Jacopo
Jacopo

Reputation: 1021

Python entry point fails for dependency conflict

I work on a project where two of the dependencies require conflicting dependencies. In particular the project requires eli5==0.8 which requires tabulate>=0.7.7 and invocations==1.4.0 which requires tabulate==0.7.5.

I can still install the project, import the module and run the code, however when I try to create an entry point via setup.py and run it I encounter the following failure:

Traceback (most recent call last):
  File "/Users/user/.pyenv/versions/3.6.6/envs/repro/lib/python3.6/site-packages/pkg_resources/__init__.py", line 574, in _build_master
    ws.require(__requires__)
  File "/Users/user/.pyenv/versions/3.6.6/envs/repro/lib/python3.6/site-packages/pkg_resources/__init__.py", line 892, in require
    needed = self.resolve(parse_requirements(requirements))
  File "/Users/user/.pyenv/versions/3.6.6/envs/repro/lib/python3.6/site-packages/pkg_resources/__init__.py", line 783, in resolve
    raise VersionConflict(dist, req).with_context(dependent_req)
pkg_resources.ContextualVersionConflict: (tabulate 0.8.2 (/Users/user/.pyenv/versions/3.6.6/envs/repro/lib/python3.6/site-packages), Requirement.parse('tabulate==0.7.5'), {'invocations'})

Even if I try to pin the version of tabulate directly in my setup.py I get the same failure.

How are situations like this resolved?

As extra information. I'm using Python 3.6.6 and the following minimal python module and setup.py can be used to reproduce the problem.

a_script.py:

def cli():
    print('Hello world')

if __name__ == '__main__':
    cli()

setup.py:

from setuptools import setup

setup(
    name='repro',
    version='0.1',
    py_modules=['a_script'],
    install_requires=[
        'eli5==0.8',
        'invocations==1.4.0',
        # 'tabulate==0.8.2'
    ],
    entry_points='''
        [console_scripts]
        repro=a_script:cli
    ''',
)

Upvotes: 1

Views: 629

Answers (2)

I'll Eat My Hat
I'll Eat My Hat

Reputation: 1344

I recently resolved a situation like this by patching the package's METADATA file using a unified diff, made using git diff, and GNU patch.

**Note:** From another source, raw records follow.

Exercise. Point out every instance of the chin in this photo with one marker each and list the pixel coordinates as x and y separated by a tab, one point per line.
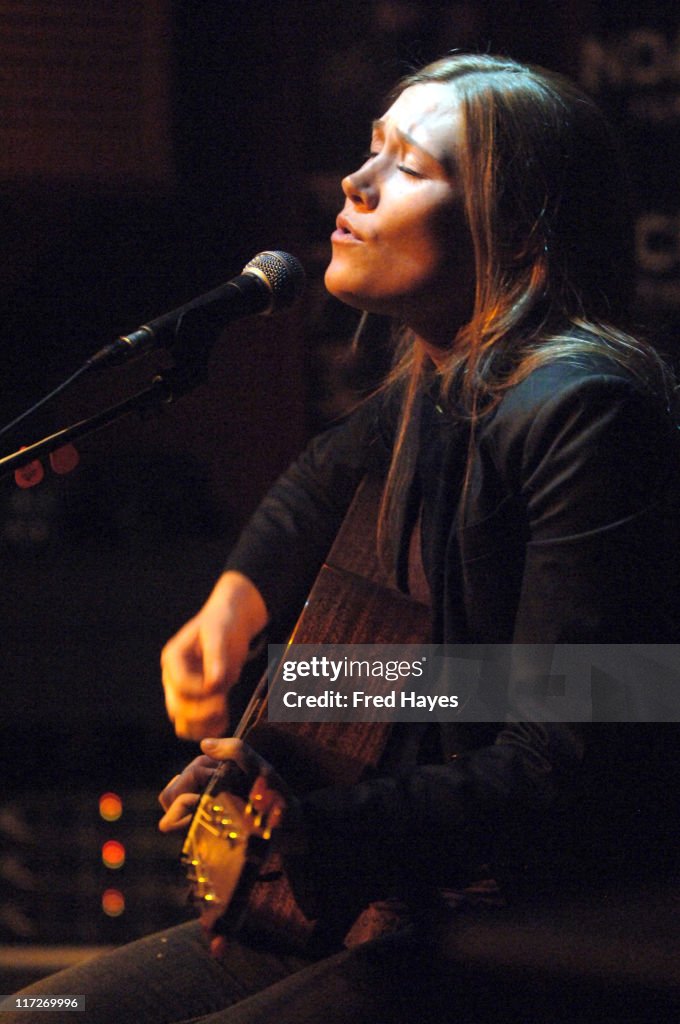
341	287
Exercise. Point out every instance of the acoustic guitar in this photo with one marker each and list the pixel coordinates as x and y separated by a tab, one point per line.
235	875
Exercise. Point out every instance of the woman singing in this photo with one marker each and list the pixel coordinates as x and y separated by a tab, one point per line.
528	454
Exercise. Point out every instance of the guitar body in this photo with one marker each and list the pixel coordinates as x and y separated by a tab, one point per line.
235	877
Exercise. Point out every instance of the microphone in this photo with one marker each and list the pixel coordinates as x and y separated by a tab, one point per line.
271	281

This is an effective solution if you are trying to deploy an application, but if you are writing a library, then only effective solution is to go bother the maintainers and tell them to relax their constraints, or eliminate your reliance on their work.

Upvotes: 1

Serge Ballesta
Serge Ballesta

Reputation: 149075

Welcome to the world of dependencies hell!

I know no clean way to solve this. Some hints for a simple workaround:

  • can you find a later (may be called dev or unstable) version of the older dependency meeting the requirement of the newer? If yes you could try if it passes the integration tests of your own project (do all your nominal use cases pass with it).
  • can you find an older version of the newer dependency meeting your own requirements? If yes you should test that is works in all your nominal use cases

If none of the above worked, you will have to build a custom version of one of the conflicting projects (assuming at least one is open source). Ideally you should clone the oldest (here invocation), set its version to a local version identifier (here for example 1.4.0+tab0-7) and change its own requirement to accept a tabulate>=0.7.7. then use that special version and again throughly test that all your use cases pass with that.

If all the tests of the modified project still pass, you could try to propose its maintainer to change their version requirement for a future release, for example by proposing a patch / pull request based on the current development tree.